- 624 Okunma
- 1 Yorum
- 0 Beğeni
KIYAMET (Cuma yazıları)
Beşer (insanoğlu) muhayyilesi (imgelem gücü) sanatı doğurdu. Boynuz kulağı geçti. Düşün gücü ayakta kaldığı sürece insanoğluna ışık tuttu, hatta varlığının nedeni oldu.
Geçmişte öyle dönemler yaşanmış olmalı ki, düşün gücünü aşarak insanın yaşam ortamına darbeler inmiş olsun.
Umulmadık, beklenmedik olaylar gibi.
Nuh tufanının olmadığını kim kanıtlayabilir.
Yok olan uygarlıklar.
Kayıp kıt’alar.
Yüzlerce metre rakımlı yerlerdeki denize ait buluntular.
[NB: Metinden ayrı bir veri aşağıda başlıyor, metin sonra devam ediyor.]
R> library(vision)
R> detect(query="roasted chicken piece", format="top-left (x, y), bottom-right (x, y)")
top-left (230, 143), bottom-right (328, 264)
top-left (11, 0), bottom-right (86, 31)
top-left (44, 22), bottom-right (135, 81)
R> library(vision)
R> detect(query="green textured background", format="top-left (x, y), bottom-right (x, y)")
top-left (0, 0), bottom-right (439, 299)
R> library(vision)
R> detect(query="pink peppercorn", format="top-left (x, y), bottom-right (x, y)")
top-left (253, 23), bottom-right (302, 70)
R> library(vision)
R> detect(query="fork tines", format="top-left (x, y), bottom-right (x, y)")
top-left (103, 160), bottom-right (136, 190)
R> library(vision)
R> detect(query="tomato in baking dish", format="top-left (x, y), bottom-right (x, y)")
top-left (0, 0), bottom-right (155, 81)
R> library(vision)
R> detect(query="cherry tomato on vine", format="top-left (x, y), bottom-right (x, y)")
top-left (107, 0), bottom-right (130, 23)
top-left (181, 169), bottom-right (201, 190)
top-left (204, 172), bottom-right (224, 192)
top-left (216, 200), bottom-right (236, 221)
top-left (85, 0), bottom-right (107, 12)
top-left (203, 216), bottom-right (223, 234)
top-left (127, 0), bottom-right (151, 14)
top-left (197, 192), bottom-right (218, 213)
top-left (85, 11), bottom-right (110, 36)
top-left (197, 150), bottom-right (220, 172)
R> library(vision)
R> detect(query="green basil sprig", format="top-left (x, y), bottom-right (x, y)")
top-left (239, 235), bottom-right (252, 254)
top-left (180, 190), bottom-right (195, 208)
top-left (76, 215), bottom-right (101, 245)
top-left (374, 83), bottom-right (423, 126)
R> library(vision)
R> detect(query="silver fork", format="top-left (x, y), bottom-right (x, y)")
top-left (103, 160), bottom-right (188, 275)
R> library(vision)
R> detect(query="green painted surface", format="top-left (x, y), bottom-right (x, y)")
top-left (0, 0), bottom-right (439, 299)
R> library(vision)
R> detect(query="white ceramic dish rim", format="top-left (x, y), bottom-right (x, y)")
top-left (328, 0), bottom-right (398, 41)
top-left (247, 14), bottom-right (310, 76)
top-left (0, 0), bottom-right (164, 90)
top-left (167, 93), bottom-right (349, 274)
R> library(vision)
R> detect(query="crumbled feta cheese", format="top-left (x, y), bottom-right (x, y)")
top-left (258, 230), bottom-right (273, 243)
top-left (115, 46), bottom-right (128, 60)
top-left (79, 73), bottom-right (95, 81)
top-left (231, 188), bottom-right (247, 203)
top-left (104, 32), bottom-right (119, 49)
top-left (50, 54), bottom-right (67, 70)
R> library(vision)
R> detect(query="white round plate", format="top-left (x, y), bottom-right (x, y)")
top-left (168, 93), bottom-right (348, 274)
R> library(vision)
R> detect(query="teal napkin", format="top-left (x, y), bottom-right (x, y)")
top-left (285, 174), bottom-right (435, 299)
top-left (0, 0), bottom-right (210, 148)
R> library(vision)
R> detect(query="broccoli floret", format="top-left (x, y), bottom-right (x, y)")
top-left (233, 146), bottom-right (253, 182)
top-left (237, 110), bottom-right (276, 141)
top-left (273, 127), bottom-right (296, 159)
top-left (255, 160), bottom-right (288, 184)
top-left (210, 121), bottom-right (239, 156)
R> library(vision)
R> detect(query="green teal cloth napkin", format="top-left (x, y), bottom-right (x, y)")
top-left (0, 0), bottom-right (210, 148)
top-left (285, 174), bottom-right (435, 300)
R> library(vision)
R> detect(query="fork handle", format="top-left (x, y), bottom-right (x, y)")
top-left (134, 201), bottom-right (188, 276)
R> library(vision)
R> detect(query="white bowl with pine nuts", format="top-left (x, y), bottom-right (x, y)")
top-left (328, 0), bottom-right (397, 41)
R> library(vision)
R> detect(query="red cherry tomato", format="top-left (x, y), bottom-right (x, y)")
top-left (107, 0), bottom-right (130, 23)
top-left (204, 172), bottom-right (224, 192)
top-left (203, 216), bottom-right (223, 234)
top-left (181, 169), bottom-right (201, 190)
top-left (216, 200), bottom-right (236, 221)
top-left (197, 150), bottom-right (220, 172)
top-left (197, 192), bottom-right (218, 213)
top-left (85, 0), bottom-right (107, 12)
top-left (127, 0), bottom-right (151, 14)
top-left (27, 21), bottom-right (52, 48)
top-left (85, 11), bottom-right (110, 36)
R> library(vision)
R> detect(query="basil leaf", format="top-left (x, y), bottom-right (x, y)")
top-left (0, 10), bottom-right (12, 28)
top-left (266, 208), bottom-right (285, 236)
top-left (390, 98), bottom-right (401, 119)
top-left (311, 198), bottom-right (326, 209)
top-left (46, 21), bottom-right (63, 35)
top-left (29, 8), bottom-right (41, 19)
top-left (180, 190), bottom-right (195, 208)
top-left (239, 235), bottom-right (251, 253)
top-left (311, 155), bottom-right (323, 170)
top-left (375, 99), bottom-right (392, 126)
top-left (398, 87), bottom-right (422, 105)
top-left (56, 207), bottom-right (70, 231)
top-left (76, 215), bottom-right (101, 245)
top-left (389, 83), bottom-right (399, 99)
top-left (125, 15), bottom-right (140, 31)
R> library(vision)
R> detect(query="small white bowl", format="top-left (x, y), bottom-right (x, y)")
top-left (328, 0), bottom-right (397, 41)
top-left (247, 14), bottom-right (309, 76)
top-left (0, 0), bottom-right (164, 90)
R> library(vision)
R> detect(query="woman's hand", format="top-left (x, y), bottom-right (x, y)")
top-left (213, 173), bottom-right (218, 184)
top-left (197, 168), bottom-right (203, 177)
Kıranlar, depremler, savaşlar. İnanç barutuyla ateşlenen, gırtlak savaşları.
Beşer muhayyilesinin dışında. Birileri düşünmüş, sezmiş, hatta beklemiş olabilir. Ama insanlığın ortak bilincinin dışındaki büyük gelişmeler bunlar.
Felaket..
Yerküre var oluş süresinde felaketler yaşamadı mı acaba?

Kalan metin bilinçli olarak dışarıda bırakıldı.